A method for detecting abnormal operation data of a wind power plant is provided, which belongs to the technical field of wind power and comprises the following steps: collecting operating data, operating environment parameters and wind turbine generator parameters of a wind turbine generator; performing data preliminary processing according to the power characteristics of the wind turbine generator; removing discrete abnormal data points of the wind turbine generator operation by adopting a quartile method; introducing pitch angle, wind direction, temperature and humidity data at corresponding moments into wind speed and power operation data of an original unit to form multidimensional data, sorting the multidimensional data according to the wind speed, and dividing the multidimensional data into an inter-cell data set at a wind speed interval of a first threshold; normalizing the data set of each wind speed cell; and taking the normalized data in each wind speed interval as the input of a multi-dimensional data clustering model, and detecting abnormal data in the multi-dimensional data clustering model.

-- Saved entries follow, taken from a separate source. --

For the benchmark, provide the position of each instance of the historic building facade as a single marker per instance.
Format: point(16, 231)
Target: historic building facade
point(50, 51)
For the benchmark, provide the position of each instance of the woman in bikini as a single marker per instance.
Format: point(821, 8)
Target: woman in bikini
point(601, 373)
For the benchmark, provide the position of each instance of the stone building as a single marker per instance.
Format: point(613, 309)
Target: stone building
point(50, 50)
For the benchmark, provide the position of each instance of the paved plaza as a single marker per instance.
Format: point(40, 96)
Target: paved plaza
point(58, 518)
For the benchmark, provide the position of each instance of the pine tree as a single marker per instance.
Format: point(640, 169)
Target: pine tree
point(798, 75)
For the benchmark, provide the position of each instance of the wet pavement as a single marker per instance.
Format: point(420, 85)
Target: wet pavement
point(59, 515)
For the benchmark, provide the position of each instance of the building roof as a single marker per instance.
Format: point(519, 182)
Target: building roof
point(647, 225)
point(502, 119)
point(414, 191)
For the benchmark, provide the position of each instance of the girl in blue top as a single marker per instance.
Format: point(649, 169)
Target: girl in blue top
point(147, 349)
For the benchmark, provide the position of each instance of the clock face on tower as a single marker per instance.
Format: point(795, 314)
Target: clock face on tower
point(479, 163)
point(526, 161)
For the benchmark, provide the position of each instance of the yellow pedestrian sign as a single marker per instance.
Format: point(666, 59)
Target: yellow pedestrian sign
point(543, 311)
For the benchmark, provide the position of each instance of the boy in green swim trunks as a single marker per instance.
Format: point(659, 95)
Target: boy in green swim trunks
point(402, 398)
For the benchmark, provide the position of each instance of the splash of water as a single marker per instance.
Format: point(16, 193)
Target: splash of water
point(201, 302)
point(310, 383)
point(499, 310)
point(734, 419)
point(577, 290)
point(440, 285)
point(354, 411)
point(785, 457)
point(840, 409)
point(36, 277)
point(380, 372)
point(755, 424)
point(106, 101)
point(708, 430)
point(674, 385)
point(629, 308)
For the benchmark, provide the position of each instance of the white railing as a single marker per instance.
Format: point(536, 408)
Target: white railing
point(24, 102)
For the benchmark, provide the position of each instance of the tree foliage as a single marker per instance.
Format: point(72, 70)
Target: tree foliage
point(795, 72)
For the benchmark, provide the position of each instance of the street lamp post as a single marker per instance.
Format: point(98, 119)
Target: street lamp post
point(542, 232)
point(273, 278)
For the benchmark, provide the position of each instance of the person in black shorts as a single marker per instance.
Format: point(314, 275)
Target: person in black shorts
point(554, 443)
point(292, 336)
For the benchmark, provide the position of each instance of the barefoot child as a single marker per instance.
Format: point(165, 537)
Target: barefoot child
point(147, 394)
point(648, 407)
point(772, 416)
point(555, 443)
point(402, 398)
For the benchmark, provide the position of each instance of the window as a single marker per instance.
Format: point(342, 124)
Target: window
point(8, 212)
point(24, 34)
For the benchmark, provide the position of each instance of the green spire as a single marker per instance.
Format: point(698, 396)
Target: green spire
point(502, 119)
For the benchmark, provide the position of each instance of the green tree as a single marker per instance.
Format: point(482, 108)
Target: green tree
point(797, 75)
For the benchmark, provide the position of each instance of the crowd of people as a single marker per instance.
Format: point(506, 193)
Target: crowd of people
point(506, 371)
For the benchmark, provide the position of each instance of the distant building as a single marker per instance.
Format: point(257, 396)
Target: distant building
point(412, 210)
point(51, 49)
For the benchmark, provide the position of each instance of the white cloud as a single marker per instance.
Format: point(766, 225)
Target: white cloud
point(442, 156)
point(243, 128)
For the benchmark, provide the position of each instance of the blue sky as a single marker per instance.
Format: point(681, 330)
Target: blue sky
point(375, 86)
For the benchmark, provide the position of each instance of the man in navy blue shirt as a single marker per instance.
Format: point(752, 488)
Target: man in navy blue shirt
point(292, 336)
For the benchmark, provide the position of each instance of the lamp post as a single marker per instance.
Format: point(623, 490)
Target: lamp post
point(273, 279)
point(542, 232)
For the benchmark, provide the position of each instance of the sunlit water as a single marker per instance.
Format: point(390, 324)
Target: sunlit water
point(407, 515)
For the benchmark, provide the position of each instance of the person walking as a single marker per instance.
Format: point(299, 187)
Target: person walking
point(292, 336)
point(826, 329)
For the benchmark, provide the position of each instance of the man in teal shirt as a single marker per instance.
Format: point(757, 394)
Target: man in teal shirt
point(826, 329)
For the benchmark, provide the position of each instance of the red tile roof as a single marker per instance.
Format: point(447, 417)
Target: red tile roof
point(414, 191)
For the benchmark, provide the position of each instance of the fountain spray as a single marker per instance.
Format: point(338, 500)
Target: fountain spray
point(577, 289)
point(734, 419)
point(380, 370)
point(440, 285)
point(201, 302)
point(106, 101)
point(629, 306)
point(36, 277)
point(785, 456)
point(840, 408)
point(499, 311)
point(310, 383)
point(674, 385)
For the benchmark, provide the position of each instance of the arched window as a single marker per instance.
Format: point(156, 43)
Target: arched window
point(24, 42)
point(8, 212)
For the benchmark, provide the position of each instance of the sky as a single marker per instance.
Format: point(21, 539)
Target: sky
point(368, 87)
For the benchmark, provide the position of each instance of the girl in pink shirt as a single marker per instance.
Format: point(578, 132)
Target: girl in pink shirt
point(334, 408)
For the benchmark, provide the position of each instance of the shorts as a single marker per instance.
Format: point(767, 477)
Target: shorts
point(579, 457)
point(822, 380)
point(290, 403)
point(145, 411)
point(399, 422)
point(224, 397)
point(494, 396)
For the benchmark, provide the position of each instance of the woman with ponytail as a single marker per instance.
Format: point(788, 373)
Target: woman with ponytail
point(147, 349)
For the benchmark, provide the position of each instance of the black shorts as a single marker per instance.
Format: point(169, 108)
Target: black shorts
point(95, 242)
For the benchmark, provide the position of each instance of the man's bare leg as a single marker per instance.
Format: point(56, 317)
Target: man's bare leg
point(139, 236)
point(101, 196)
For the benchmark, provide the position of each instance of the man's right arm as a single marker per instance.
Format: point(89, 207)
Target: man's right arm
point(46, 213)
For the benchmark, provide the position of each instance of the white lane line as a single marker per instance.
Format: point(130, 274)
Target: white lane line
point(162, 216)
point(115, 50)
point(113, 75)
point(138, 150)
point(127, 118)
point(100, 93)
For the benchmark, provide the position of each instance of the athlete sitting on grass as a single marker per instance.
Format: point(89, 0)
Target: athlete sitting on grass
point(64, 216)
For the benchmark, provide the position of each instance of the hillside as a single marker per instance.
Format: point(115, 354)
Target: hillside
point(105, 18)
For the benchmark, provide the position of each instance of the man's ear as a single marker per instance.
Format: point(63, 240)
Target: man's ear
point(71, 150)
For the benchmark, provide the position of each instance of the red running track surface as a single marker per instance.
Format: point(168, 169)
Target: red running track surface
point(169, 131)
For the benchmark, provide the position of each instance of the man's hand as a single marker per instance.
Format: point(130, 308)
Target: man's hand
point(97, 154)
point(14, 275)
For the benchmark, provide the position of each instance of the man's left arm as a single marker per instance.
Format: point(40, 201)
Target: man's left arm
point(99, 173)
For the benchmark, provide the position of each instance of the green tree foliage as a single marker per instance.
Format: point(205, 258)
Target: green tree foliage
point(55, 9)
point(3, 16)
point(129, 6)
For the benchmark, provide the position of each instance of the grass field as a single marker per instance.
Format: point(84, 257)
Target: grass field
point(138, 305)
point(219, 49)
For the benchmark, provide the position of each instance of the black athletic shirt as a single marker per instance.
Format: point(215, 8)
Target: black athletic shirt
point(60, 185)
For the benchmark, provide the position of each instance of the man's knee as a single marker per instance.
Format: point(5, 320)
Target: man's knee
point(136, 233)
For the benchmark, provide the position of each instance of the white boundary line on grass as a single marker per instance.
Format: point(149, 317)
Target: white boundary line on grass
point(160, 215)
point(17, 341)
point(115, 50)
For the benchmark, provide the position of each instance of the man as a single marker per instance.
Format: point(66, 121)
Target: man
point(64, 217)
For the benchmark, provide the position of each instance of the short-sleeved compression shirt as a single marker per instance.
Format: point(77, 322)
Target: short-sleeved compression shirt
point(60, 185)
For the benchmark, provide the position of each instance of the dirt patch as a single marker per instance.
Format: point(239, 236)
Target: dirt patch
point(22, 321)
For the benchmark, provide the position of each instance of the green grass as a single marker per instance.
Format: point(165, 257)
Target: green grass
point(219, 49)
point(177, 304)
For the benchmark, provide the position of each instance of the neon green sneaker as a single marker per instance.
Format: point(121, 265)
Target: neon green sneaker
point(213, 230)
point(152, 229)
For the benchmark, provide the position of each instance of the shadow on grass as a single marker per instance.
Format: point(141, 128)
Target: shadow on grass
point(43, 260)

The method solves the technical problem of low accuracy rate of identifying abnormal data.

Description

Wind power plant operation abnormal data detection method

Technical Field

The invention relates to the technical field of wind power, in particular to a method for detecting abnormal operation data of a wind turbine generator.

Background

The wind power curve is one of the main curves describing the corresponding relation between wind speed and power output and reflecting the performance of the wind turbine. The equivalent power curve of the wind turbine can be used for evaluating the performance and the operation condition of the wind turbine and the wind power plant, and in addition, the data are important for wind power prediction and directly influence the final precision of a prediction result, so that the formulation of a power system scheduling plan is influenced. The equivalent power curve of the wind turbine generator set is determined to have high requirements on wind speed and power quality, but due to sensor precision, electromagnetic interference, information processing errors, storage or communication faults and wind power station wind abandoning and electricity limiting, a large amount of abnormal data exist in original recorded data, and the integral distribution rule and the corresponding relation of the wind speed and the power are seriously damaged. If the data are directly used without being processed, the analysis of the operation rule of the wind turbine generator is influenced to destroy the operation rule of the wind turbine generator, and further, the performance analysis of the wind turbine generator and the prediction precision of the power of the wind turbine generator are influenced.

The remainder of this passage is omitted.